Similarly, the U.S. government has developed only a limited number of measures to pressure commercial companies, including pipeline companies, to promote cyber security. Security management is divided between a bunch of characters, which disrupts the alliance. The Department of Homeland Security conducts “unsafe inspections” on essential items, including pipelines.

It also highlighted the Colonial Pipeline in late 2013 as part of an investigation into the potential for terrorist attacks. The bomb was considered strong, meaning it could recover quickly, according to a former DHS officer. The department did not respond to further inquiries.

Five years later, DHS established pipeline protection nothing identifying weaknesses in plumbing computers and advising solutions to these problems. Participation is voluntary, and a person who is well versed in the profession said it is very useful for small companies with less real estate expertise than big ones like colonists. The National Risk Management Center, which oversees the project, also tackles other thorns story as an electoral protection.

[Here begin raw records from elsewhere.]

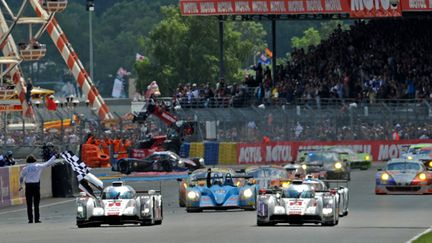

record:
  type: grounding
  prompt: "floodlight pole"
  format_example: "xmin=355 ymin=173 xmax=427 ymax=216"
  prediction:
xmin=219 ymin=16 xmax=225 ymax=79
xmin=271 ymin=18 xmax=277 ymax=84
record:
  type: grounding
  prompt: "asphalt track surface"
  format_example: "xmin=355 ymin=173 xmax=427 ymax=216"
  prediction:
xmin=0 ymin=163 xmax=432 ymax=243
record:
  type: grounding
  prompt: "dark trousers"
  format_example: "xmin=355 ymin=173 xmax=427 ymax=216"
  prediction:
xmin=26 ymin=183 xmax=40 ymax=222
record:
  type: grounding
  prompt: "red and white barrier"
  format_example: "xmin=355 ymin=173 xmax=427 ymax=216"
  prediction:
xmin=30 ymin=0 xmax=114 ymax=121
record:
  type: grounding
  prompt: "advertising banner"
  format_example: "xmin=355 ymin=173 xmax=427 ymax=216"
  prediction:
xmin=350 ymin=0 xmax=402 ymax=18
xmin=401 ymin=0 xmax=432 ymax=11
xmin=237 ymin=139 xmax=432 ymax=164
xmin=0 ymin=167 xmax=11 ymax=208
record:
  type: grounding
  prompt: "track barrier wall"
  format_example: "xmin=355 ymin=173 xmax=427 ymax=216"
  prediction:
xmin=0 ymin=165 xmax=52 ymax=208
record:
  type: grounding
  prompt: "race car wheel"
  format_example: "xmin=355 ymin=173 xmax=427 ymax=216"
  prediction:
xmin=257 ymin=220 xmax=276 ymax=226
xmin=186 ymin=208 xmax=202 ymax=213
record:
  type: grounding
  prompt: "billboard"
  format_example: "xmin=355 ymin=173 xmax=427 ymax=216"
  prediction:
xmin=180 ymin=0 xmax=432 ymax=18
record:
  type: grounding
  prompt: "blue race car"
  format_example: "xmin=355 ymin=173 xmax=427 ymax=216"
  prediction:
xmin=186 ymin=169 xmax=256 ymax=212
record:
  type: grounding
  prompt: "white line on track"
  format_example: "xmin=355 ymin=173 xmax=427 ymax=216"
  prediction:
xmin=0 ymin=199 xmax=75 ymax=215
xmin=407 ymin=227 xmax=432 ymax=243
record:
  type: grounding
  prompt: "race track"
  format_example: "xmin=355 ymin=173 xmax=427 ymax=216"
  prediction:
xmin=0 ymin=163 xmax=432 ymax=243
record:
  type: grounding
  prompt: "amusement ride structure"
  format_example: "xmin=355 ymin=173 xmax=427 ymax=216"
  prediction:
xmin=0 ymin=0 xmax=114 ymax=121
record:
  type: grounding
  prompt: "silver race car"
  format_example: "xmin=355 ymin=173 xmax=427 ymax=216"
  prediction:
xmin=76 ymin=181 xmax=163 ymax=228
xmin=303 ymin=177 xmax=349 ymax=217
xmin=257 ymin=181 xmax=339 ymax=226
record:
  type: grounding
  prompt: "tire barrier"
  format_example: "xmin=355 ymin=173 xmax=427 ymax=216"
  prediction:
xmin=52 ymin=163 xmax=78 ymax=197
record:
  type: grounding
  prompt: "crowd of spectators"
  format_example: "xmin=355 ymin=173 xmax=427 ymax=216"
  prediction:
xmin=170 ymin=19 xmax=432 ymax=107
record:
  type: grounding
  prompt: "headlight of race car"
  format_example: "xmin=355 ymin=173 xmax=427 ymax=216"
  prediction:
xmin=243 ymin=188 xmax=253 ymax=198
xmin=323 ymin=208 xmax=333 ymax=215
xmin=77 ymin=204 xmax=85 ymax=218
xmin=188 ymin=191 xmax=198 ymax=200
xmin=335 ymin=162 xmax=342 ymax=170
xmin=418 ymin=173 xmax=426 ymax=181
xmin=381 ymin=173 xmax=390 ymax=181
xmin=282 ymin=181 xmax=290 ymax=188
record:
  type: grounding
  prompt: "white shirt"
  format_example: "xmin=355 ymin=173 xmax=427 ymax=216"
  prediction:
xmin=20 ymin=156 xmax=56 ymax=186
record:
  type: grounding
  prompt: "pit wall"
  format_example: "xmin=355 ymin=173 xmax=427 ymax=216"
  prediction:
xmin=176 ymin=139 xmax=432 ymax=165
xmin=0 ymin=165 xmax=52 ymax=208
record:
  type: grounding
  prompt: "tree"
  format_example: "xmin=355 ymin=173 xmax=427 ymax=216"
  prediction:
xmin=135 ymin=6 xmax=266 ymax=94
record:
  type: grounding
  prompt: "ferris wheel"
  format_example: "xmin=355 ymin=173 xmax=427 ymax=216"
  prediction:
xmin=0 ymin=0 xmax=114 ymax=121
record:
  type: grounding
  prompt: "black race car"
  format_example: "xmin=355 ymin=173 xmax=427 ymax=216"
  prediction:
xmin=111 ymin=151 xmax=204 ymax=174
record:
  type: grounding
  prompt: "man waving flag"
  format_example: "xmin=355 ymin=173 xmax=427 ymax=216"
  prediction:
xmin=60 ymin=151 xmax=103 ymax=198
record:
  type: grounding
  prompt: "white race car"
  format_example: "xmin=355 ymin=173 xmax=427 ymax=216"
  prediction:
xmin=257 ymin=181 xmax=339 ymax=226
xmin=303 ymin=178 xmax=349 ymax=217
xmin=76 ymin=181 xmax=163 ymax=228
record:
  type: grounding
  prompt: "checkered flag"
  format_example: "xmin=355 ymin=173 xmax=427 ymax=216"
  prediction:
xmin=60 ymin=151 xmax=103 ymax=198
xmin=60 ymin=151 xmax=90 ymax=181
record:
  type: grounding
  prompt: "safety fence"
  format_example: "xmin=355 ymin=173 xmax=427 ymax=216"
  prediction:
xmin=168 ymin=139 xmax=432 ymax=166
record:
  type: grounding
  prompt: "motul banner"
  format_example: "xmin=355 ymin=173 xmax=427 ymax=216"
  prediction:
xmin=401 ymin=0 xmax=432 ymax=11
xmin=180 ymin=0 xmax=349 ymax=15
xmin=350 ymin=0 xmax=402 ymax=18
xmin=237 ymin=139 xmax=432 ymax=164
xmin=0 ymin=104 xmax=22 ymax=112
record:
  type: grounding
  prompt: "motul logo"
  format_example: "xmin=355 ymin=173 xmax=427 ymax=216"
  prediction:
xmin=266 ymin=145 xmax=292 ymax=163
xmin=351 ymin=0 xmax=397 ymax=11
xmin=239 ymin=147 xmax=262 ymax=163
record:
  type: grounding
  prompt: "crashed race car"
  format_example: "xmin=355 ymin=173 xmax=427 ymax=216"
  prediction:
xmin=76 ymin=181 xmax=163 ymax=228
xmin=111 ymin=151 xmax=204 ymax=175
xmin=300 ymin=151 xmax=351 ymax=180
xmin=326 ymin=146 xmax=372 ymax=170
xmin=245 ymin=165 xmax=291 ymax=191
xmin=257 ymin=181 xmax=339 ymax=226
xmin=186 ymin=169 xmax=256 ymax=212
xmin=375 ymin=158 xmax=432 ymax=194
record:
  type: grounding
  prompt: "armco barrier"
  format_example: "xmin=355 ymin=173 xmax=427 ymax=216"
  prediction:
xmin=219 ymin=142 xmax=237 ymax=165
xmin=189 ymin=143 xmax=204 ymax=158
xmin=204 ymin=142 xmax=219 ymax=165
xmin=0 ymin=165 xmax=52 ymax=208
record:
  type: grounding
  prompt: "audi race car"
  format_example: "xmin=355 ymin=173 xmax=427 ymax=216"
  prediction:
xmin=177 ymin=168 xmax=236 ymax=207
xmin=375 ymin=158 xmax=432 ymax=194
xmin=303 ymin=177 xmax=349 ymax=217
xmin=257 ymin=181 xmax=339 ymax=226
xmin=245 ymin=165 xmax=291 ymax=191
xmin=326 ymin=147 xmax=372 ymax=170
xmin=300 ymin=151 xmax=351 ymax=180
xmin=76 ymin=181 xmax=163 ymax=228
xmin=186 ymin=169 xmax=256 ymax=212
xmin=111 ymin=151 xmax=204 ymax=174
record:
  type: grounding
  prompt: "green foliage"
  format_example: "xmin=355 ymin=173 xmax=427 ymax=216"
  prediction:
xmin=134 ymin=6 xmax=266 ymax=94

The ransom has increased since 2012, with the advent of Bitcoin made it difficult to track or restrict payments. Terrorist tactics have shifted from campaigns to select “pumping and praying” that cost hundreds of dollars each to crack down on certain businesses, corporations, and non-profit groups that demand millions of dollars.

Attacks on the electricity industry have intensified during the epidemic – not just in the US but in Canada, Latin America, and Europe. Because companies allow employees to work from home, they are making some security changes, says McLeod.

DarkSide adopted what is known as “ransomware-as-a-service”. Under this category, it was linked to the perpetrators of the attacks. Donors received 75% to 90% of the ransom, while DarkSide retains the balance.

Since 2019, many terrorists have once again become embroiled in a so-called “double seizure.” Once they get into the system, they steal secrets before setting up a ransom program that stores files and keeps hospitals, universities, and cities from carrying out their day-to-day operations. If the loss of access to the computer is not enough to threaten, they threaten to reveal the secrets, often sending examples as encouragement. For example, when Washington, DC, police failed to provide the $ 4 million demand that the Babuk group demanded last month, Babuk published intelligence, the names of the suspects and their witnesses, and staff files, from hospitals to polygraph tests , for managers and job seekers.